Step 3 - GenotypeGVCFs:

gatk-4.0.7.0/gatk --java-options "-Xmx4g" GenotypeGVCFs \
-R <reference.fa> -V gendb://<allsamples_genomicsdb> \
-all-sites -L <X> -O <output-allsites.vcf.gz>

Notes on the options selected above:

  • ERC GVCF sets the mode for emitting reference confidence scores. GVCF format specifies condensed non-variant blocks.
  • L specifies the genomic region. In this example, we specify the X chromosome
  • V specifies the variant data for input. In the case of GenomicsDBImport, this is GVCF file(s). In the case of GenotypeGVCFs, the variant data for joint genotyping is provided as a GenomicsDB workspace created with GenomicsDBImport in the previous step.
  • all-sites indicates that the final VCF should include loci found to be non-variant after genotyping. The most important parameter for our purposes.

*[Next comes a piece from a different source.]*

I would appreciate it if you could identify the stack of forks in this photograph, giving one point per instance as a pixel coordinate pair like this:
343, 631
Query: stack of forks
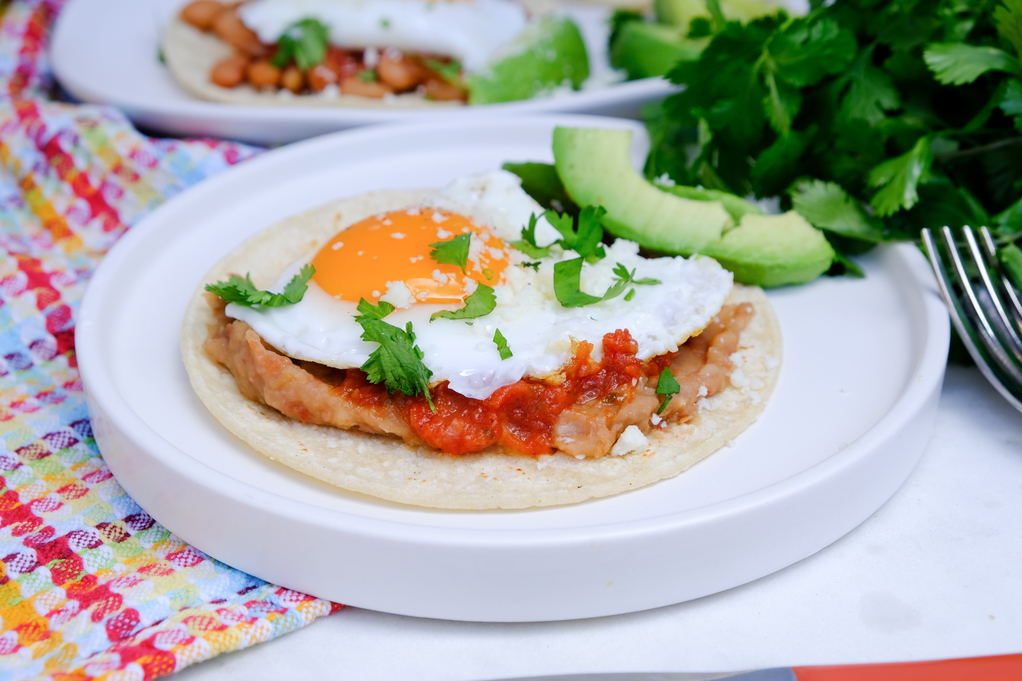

Important: In GATK v4.x, we have found that you must specify an interval (-L) when running GenotypeGVCFs. Without a designated interval, it appears to encounter missing reference confidence blocks, causing it to fail. This is true even when the problematic blocks are outside of the GenomicsDB interval being passed to it. We recommend always specifying an interval (-L) to avoid such issues.

Note

GATK versions: In the example above, we use GATK v4, but AllSites VCFs can also be easily generated in GATK v3.x by running GenotypeGVCFs with the “-allSites” parameter. (Note the slightly different syntax from “-all-sites” in GATK v4).